COLLATERAL LIGAMENT INJURIES
MCL sprain from lateral impact; LCL sprain from high-energy varus forces.
CLINICAL PRESENTATION OF LIGAMENT INJURIES
Acute pain, swelling, tenderness, knee instability, positive stress tests.
LIGAMENTOUS LAXITY GRADING
Grade 1: 0-5 mm, Grade 2: 5-10 mm, Grade 3: >10 mm displacement.
ACL TEARS
Common injury from noncontact deceleration or direct lateral trauma.
EPIDEMIOLOGY OF ACL INJURY
Higher incidence in females due to anatomical differences.
CLINICAL PRESENTATION OF ACL TEARS
Acute pain, significant effusion, instability, audible pop, positive tests.
PCL TEARS
Typical in knee flexion injuries; often seen in accidents.
DEGREES OF SEVERITY (ACL & PCL)
Grade 1: Microscopic tears; Grade 2: Partial tears; Grade 3: Complete rupture.
GRADE 1 (DEGREE OF SEVERITY)
Microscopic tears; functional with mild swelling.
GRADE 2 (DEGREE OF SEVERITY)
Partial tears causing instability and increased translation.
GRADE 3 (DEGREE OF SEVERITY)
Complete ligament rupture with potential other ligament involvement.
TREATMENT OF ACL
X-ray and MRI for diagnosis; non-operative for Grade I and II injuries.
CHRONIC INSTABILITY (ACL)
Risk of early-onset osteoarthritis due to cartilage degeneration.
PCL TREATMENT
Conservative for stable injuries; surgery for chronic instability.
RISKS OF ACL RECONSTRUCTION
Includes permanent numbness, nerve injuries, and reinjury.
RELATIVE CONTRAINDICATIONS TO ACL RECONSTRUCTION
Inactive lifestyle, significant arthritis, poor rehabilitation compliance.
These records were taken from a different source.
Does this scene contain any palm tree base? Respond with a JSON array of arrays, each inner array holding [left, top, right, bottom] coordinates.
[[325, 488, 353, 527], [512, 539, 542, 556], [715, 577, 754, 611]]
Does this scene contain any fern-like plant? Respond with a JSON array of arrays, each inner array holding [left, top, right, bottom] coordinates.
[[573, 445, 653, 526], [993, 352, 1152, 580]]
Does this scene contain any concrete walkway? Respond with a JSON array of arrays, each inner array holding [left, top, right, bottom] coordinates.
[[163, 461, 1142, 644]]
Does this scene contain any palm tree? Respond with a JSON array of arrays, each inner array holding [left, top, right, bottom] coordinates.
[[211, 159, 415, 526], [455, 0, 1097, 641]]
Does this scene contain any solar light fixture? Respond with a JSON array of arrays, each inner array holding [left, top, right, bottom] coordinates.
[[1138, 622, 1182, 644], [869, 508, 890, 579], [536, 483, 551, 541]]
ADVANTAGES OF BONE-PATELLAR TENDON-BONE AUTOGRAFT
Strength, reliable fixation, rapid recovery for high-demand activities.
DISADVANTAGES OF BONE-PATELLAR TENDON-BONE AUTOGRAFT
Anterior knee pain and discomfort kneeling post-surgery.
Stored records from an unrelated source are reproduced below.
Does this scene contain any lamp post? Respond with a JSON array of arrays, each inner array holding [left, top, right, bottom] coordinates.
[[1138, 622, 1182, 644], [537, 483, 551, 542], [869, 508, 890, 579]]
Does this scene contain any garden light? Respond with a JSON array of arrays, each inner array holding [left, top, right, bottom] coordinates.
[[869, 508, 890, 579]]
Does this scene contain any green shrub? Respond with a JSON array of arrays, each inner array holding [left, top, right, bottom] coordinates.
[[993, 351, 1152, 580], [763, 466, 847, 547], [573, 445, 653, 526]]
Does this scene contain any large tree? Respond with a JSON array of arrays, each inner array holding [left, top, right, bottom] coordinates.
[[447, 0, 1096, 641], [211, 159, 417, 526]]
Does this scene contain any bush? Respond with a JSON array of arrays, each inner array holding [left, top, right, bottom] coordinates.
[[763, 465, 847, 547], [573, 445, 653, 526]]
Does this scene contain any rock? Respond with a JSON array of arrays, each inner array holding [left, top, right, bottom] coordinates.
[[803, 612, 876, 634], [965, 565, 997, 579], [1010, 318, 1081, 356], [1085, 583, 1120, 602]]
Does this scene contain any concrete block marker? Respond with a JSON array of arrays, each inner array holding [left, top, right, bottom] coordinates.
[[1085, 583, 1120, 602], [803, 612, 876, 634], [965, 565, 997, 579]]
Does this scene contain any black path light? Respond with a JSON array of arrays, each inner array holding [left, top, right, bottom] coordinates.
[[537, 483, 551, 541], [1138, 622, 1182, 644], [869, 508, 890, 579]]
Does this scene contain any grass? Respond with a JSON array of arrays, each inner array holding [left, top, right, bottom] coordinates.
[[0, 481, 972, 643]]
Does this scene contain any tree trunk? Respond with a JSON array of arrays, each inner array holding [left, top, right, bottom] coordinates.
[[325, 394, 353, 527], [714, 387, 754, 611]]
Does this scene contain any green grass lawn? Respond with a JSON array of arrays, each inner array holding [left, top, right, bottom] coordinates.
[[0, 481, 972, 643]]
ADVANTAGES OF SEMITENDINOSUS GRACILIS AUTOGRAFT
Regeneration potential, no growth plate disturbance, good strength recovery.
DISADVANTAGES OF SEMITENDINOSUS GRACILIS AUTOGRAFT
Longer healing time, potential for hamstring strain.
GENERAL TREATMENT (ACL)
Immobilization for 6 weeks with weight bearing restrictions.
EXERCISE PRECAUTIONS AFTER ACL RECONSTRUCTION
Avoid high stress and certain movements during recovery.
KNEE DISLOCATION
Multiple ligament injuries from high-energy trauma; anterior is most common.
MENISCAL TEAR
Knee injury from rotational forces; often involves adjacent structures.
CLINICAL MANIFESTATIONS OF MENISCAL TEAR
Swelling, joint line pain, locking, limited motion.
MENISCAL TEAR TREATMENT
Partial meniscectomy or meniscal repair based on tear type.
DISCOID MENISCUS
Congenital condition where lateral meniscus remains round, causing instability.